Advisors need to be aware of these various developments when advising clients on major gifts to endowments. Similarly, charities with substantial endowments need to be prepared for future changes that may require accelerated distributions.

Donor advised funds are also on various Congressional and IRS target lists for increased regulation. Despite substantial evidence to the contrary, there is a concern that such funds are being used for individuals to accumulate vast sums in these funds while obtaining substantial charitable tax deductions, instead of giving to charities. Thus, there is a strong likelihood of future legislation being enacted to force increased current distributions from such funds similar to required qualified distributions from private foundations. When advising clients on the formation and further funding of donor advised funds, one should acknowledge that various compliance rules (many of which are appealing to donors considering such donor advised funds) may likely change in the future. In addition to requiring annual distributions similar to §4942 applicable to private grant making foundations, future legislation may impose other rules on donor advised funds relating to the types of investments and overall investment management of these funds, in addition to the disclosure of the identities of donors to such funds (thus removing the anonymity some donors find appealing for their donor advised funds).

The IRA charitable rollover appears to be permanent. Section 408(d)(8) generally allows IRA owners who are at least 701⁄2 to roll over up to $100,000 each year to public charities. This can be especially appealing to donors who do not itemize but who are interested in giving all or a portion of their required minimum distributions of their IRAs directly to their favorite charities. If anything this tax benefit may be expanded with legislation that would allow for distributions to donor advised funds, which under current legislation do not qualify for IRA charitable rollover treatment.
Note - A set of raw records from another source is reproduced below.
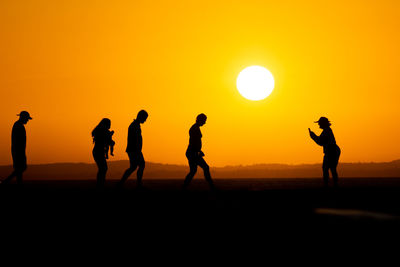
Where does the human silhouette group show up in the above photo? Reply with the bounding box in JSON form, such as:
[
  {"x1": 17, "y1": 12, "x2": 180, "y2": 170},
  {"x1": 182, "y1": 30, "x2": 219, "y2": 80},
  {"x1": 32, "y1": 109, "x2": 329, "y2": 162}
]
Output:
[{"x1": 2, "y1": 110, "x2": 341, "y2": 190}]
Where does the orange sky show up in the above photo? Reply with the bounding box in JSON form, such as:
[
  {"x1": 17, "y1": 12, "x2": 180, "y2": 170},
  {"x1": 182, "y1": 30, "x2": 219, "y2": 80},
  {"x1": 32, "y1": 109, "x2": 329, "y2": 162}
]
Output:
[{"x1": 0, "y1": 0, "x2": 400, "y2": 166}]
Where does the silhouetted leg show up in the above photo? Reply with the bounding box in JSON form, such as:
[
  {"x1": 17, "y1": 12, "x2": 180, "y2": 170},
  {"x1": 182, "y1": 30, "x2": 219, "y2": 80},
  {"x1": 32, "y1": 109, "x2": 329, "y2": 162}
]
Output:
[
  {"x1": 2, "y1": 170, "x2": 17, "y2": 184},
  {"x1": 198, "y1": 157, "x2": 215, "y2": 190},
  {"x1": 94, "y1": 155, "x2": 108, "y2": 188},
  {"x1": 119, "y1": 153, "x2": 138, "y2": 186},
  {"x1": 16, "y1": 171, "x2": 22, "y2": 185},
  {"x1": 322, "y1": 155, "x2": 329, "y2": 186},
  {"x1": 2, "y1": 154, "x2": 26, "y2": 184},
  {"x1": 183, "y1": 160, "x2": 197, "y2": 188},
  {"x1": 136, "y1": 153, "x2": 146, "y2": 187},
  {"x1": 331, "y1": 152, "x2": 340, "y2": 186}
]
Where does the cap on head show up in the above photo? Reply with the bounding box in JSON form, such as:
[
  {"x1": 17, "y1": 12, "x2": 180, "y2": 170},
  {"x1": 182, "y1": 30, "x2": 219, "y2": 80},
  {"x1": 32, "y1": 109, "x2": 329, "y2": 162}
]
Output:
[
  {"x1": 196, "y1": 113, "x2": 207, "y2": 122},
  {"x1": 17, "y1": 110, "x2": 32, "y2": 120},
  {"x1": 314, "y1": 117, "x2": 331, "y2": 125},
  {"x1": 136, "y1": 109, "x2": 149, "y2": 119}
]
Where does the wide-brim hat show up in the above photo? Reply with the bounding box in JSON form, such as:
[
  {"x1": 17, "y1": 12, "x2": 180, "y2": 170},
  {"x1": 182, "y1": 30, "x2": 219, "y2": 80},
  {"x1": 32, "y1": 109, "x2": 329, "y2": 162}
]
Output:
[
  {"x1": 314, "y1": 117, "x2": 330, "y2": 123},
  {"x1": 17, "y1": 111, "x2": 32, "y2": 120}
]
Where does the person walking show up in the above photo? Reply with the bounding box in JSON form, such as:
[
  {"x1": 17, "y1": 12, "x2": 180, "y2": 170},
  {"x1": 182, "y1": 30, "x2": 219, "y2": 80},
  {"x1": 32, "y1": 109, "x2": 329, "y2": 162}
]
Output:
[
  {"x1": 2, "y1": 111, "x2": 32, "y2": 184},
  {"x1": 118, "y1": 110, "x2": 149, "y2": 188},
  {"x1": 308, "y1": 117, "x2": 341, "y2": 186},
  {"x1": 183, "y1": 113, "x2": 215, "y2": 190},
  {"x1": 92, "y1": 118, "x2": 115, "y2": 188}
]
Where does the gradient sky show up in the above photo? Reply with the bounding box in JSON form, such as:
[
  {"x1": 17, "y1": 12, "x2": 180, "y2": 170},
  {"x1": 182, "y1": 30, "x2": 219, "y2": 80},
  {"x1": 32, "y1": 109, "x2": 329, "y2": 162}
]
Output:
[{"x1": 0, "y1": 0, "x2": 400, "y2": 166}]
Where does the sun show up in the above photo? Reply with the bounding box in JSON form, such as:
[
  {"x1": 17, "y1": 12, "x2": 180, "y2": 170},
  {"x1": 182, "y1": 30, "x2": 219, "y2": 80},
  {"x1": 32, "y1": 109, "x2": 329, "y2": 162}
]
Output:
[{"x1": 236, "y1": 66, "x2": 275, "y2": 101}]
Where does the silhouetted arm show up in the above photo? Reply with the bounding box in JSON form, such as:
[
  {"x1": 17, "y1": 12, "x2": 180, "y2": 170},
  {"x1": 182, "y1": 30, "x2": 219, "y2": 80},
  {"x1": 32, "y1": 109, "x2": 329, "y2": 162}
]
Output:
[{"x1": 309, "y1": 129, "x2": 327, "y2": 146}]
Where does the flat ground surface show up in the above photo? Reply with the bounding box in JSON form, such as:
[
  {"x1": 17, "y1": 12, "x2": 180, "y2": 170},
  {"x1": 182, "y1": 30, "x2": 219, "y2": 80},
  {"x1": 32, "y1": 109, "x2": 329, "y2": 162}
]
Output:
[{"x1": 0, "y1": 178, "x2": 400, "y2": 254}]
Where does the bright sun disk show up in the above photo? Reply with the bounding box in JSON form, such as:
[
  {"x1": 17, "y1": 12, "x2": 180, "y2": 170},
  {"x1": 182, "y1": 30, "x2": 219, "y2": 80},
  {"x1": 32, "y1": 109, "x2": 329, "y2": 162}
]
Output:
[{"x1": 236, "y1": 66, "x2": 275, "y2": 101}]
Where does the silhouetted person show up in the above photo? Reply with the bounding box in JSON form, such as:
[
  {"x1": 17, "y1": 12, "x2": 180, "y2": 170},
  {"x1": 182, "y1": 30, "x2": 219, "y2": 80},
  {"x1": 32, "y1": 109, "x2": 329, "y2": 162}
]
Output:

It should also be noted that the Trump Administration’s announcement on April 26, 2017 regarding tax reform indicated that the Trump Administration plan would ‘‘protect the home ownership and charitable gift tax deductions.’’ Time will tell as to what the administration actually meant, but it is presumed that it was attempting to address concerns in the real estate industry and charitable sector that these deductions may be detrimentally impacted by tax reform.

Conclusion

In the end, charitable planning like estate planning in general, presents challenges when facing uncertainty as to future federal tax legislation. There is now a premium on being as flexible as possible and in drafting to anticipate what would occur with future legislation that can impact the charitable deduction, such as the repeal of the federal estate tax. And with or without major federal tax reform, donors are increasingly looking to advisors to provide counsel that enables the donors to be as impactful in their charitable giving as possible.

The charitable gift paradigm is shifting to other ways of giving, including doing good through social responsible investing or social impact investing. In this regard, donors are interested in finding ways to be as efficient as possible in their giving and are interested in evaluating current structures, such as private grant making foundations, to determine if they can be more efficiently administered. Congress shares in this interest and is increasingly asking if the current system of American philanthropy is best serving the public. They are asking if the benefits of this system truly exceed the tax cost from granting the charitable tax deduction and tax-exempt status. The answers to this question will likely have an impact on future tax legislation with respect to the charitable deduction and charitable tax exemption.

Donors are embarking on a potentially whole new world of charitable giving and it is incumbent on their advisors to be well versed on current developments in this area and possible legislation and regulations in the future.